Fang! Telly had Fang in there and was going to scare Aaron with him. I was right! He was the thief!
Staying close to the bushes, I followed Telly as he turned the corner. Even though Aaron lived several houses down, I could hear him practicing his tuba. Oompah, oompah, blat, pffth. No wonder his parents made him play in the garage. The tuba sounded like a sick elephant.
Telly ducked low and began to walk slowly on tipto
es when he got to Aaron’s driveway. I slipped behind a hedge and crept alongside. Through the open door of Aaron’s garage, I could see a big blue car parked on one side. Aaron was sitting on the other side, near the back wall on a riding lawn mower. His eyes were closed in concentration as his cheeks puffed in and out like balloons. Oompah, oompah, blat, pffth. Whew! A sick elephant with a megaphone.
Telly crept closer, until he was right at the garage door opening. He raised the plastic container up over his head. He was going to throw Fang on Aaron!
“NO!” I yelled.
Telly jumped straight into the air. The plastic tub went flying.
“FANG!” I screamed.
I plunged through the hedge, throwing myself under the container to catch it. I hit the concrete driveway and rolled onto my back. I looked up to see the plastic tub slowly turn over in midair. What dumped out of it was not Fang. What hit me right in the face was at least a gallon of ice-cold water.
Telly looked at me, lying there soaking wet on the concrete, then over at Aaron. Startled by the commotion, Aaron had toppled backward off the riding lawn mower and lay pinned to the garage floor with his head stuck in his tuba. Although muffled, you could hear him yelling, “Get this thing off of me!”

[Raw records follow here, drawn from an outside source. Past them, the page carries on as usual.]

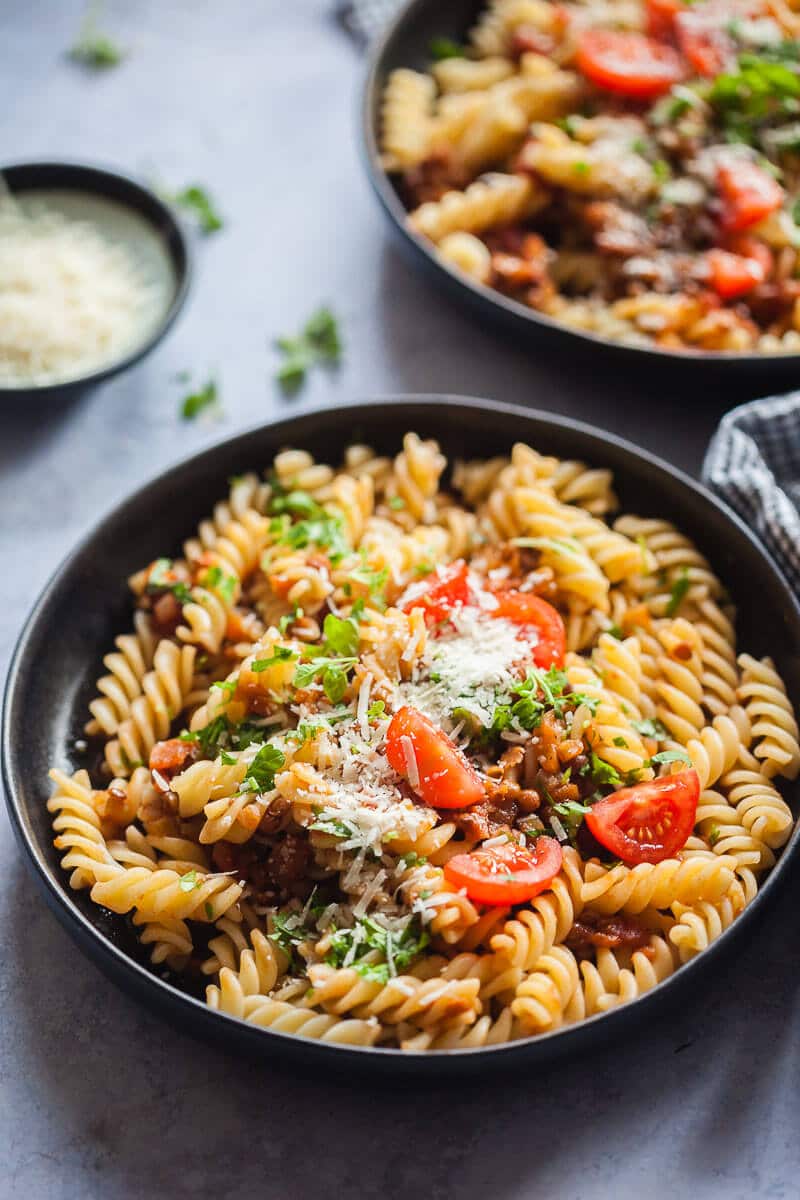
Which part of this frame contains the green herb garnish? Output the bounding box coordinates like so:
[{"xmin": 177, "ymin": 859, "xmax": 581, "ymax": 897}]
[
  {"xmin": 181, "ymin": 379, "xmax": 222, "ymax": 421},
  {"xmin": 275, "ymin": 307, "xmax": 342, "ymax": 395},
  {"xmin": 666, "ymin": 566, "xmax": 690, "ymax": 617},
  {"xmin": 429, "ymin": 37, "xmax": 467, "ymax": 62}
]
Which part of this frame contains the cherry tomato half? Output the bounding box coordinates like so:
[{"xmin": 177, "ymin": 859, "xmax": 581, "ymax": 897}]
[
  {"xmin": 492, "ymin": 592, "xmax": 566, "ymax": 670},
  {"xmin": 577, "ymin": 29, "xmax": 684, "ymax": 100},
  {"xmin": 585, "ymin": 769, "xmax": 700, "ymax": 865},
  {"xmin": 386, "ymin": 706, "xmax": 483, "ymax": 809},
  {"xmin": 717, "ymin": 158, "xmax": 784, "ymax": 233},
  {"xmin": 704, "ymin": 250, "xmax": 766, "ymax": 300},
  {"xmin": 399, "ymin": 559, "xmax": 469, "ymax": 625},
  {"xmin": 444, "ymin": 838, "xmax": 564, "ymax": 905}
]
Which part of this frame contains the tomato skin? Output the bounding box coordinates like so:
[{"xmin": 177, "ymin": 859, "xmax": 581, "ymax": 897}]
[
  {"xmin": 577, "ymin": 29, "xmax": 684, "ymax": 100},
  {"xmin": 705, "ymin": 250, "xmax": 766, "ymax": 300},
  {"xmin": 646, "ymin": 0, "xmax": 686, "ymax": 41},
  {"xmin": 717, "ymin": 158, "xmax": 784, "ymax": 233},
  {"xmin": 492, "ymin": 590, "xmax": 566, "ymax": 670},
  {"xmin": 584, "ymin": 769, "xmax": 700, "ymax": 866},
  {"xmin": 386, "ymin": 704, "xmax": 483, "ymax": 809},
  {"xmin": 399, "ymin": 558, "xmax": 470, "ymax": 625},
  {"xmin": 444, "ymin": 838, "xmax": 564, "ymax": 906}
]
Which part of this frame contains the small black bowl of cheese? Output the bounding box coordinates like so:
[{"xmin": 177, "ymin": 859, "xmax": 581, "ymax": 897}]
[{"xmin": 0, "ymin": 162, "xmax": 191, "ymax": 400}]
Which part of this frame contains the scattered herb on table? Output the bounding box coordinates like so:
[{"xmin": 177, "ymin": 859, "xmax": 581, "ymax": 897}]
[
  {"xmin": 275, "ymin": 307, "xmax": 342, "ymax": 396},
  {"xmin": 180, "ymin": 379, "xmax": 222, "ymax": 421}
]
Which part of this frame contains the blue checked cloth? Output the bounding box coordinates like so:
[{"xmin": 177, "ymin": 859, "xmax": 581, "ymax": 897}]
[
  {"xmin": 703, "ymin": 391, "xmax": 800, "ymax": 594},
  {"xmin": 337, "ymin": 0, "xmax": 800, "ymax": 594}
]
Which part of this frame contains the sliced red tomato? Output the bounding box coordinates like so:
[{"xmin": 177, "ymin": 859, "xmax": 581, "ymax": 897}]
[
  {"xmin": 646, "ymin": 0, "xmax": 686, "ymax": 41},
  {"xmin": 675, "ymin": 0, "xmax": 736, "ymax": 79},
  {"xmin": 386, "ymin": 706, "xmax": 483, "ymax": 809},
  {"xmin": 444, "ymin": 838, "xmax": 564, "ymax": 906},
  {"xmin": 585, "ymin": 769, "xmax": 700, "ymax": 865},
  {"xmin": 577, "ymin": 29, "xmax": 684, "ymax": 100},
  {"xmin": 399, "ymin": 559, "xmax": 469, "ymax": 625},
  {"xmin": 149, "ymin": 738, "xmax": 197, "ymax": 779},
  {"xmin": 717, "ymin": 158, "xmax": 784, "ymax": 233},
  {"xmin": 704, "ymin": 250, "xmax": 766, "ymax": 300},
  {"xmin": 492, "ymin": 592, "xmax": 566, "ymax": 670}
]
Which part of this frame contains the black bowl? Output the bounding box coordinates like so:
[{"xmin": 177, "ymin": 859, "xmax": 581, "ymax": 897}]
[
  {"xmin": 0, "ymin": 396, "xmax": 800, "ymax": 1079},
  {"xmin": 0, "ymin": 162, "xmax": 192, "ymax": 402},
  {"xmin": 360, "ymin": 0, "xmax": 800, "ymax": 384}
]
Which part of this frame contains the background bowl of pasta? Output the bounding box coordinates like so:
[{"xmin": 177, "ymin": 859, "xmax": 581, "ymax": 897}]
[
  {"xmin": 362, "ymin": 0, "xmax": 800, "ymax": 378},
  {"xmin": 2, "ymin": 396, "xmax": 800, "ymax": 1078}
]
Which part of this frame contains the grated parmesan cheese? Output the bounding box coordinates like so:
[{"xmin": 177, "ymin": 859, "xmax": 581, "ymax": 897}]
[{"xmin": 0, "ymin": 193, "xmax": 166, "ymax": 385}]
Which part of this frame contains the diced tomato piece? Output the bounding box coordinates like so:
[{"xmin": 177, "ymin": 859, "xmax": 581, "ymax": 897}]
[
  {"xmin": 704, "ymin": 250, "xmax": 766, "ymax": 300},
  {"xmin": 717, "ymin": 158, "xmax": 784, "ymax": 233},
  {"xmin": 386, "ymin": 706, "xmax": 483, "ymax": 809},
  {"xmin": 149, "ymin": 738, "xmax": 197, "ymax": 779},
  {"xmin": 577, "ymin": 29, "xmax": 684, "ymax": 100},
  {"xmin": 585, "ymin": 769, "xmax": 700, "ymax": 865},
  {"xmin": 444, "ymin": 838, "xmax": 564, "ymax": 906},
  {"xmin": 399, "ymin": 559, "xmax": 469, "ymax": 625},
  {"xmin": 646, "ymin": 0, "xmax": 686, "ymax": 41},
  {"xmin": 492, "ymin": 592, "xmax": 566, "ymax": 670}
]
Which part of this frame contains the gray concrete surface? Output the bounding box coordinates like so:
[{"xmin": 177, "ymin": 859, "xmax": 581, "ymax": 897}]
[{"xmin": 0, "ymin": 0, "xmax": 800, "ymax": 1200}]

The corners of Telly’s mouth began to twitch. He turned back to me. “I was going to dump all that water down Aaron’s tuba,” he said, a smile working its way quickly across his lips. “But it looks just as good all over you!” He began to laugh. “And I love where Aaron ended up. I couldn’t have planned it better. A double joke! I actually pulled off a double! This is funny, very funny!”
Not as far as I was concerned. I got up off the driveway, glaring, and said, “Did you steal my spider?”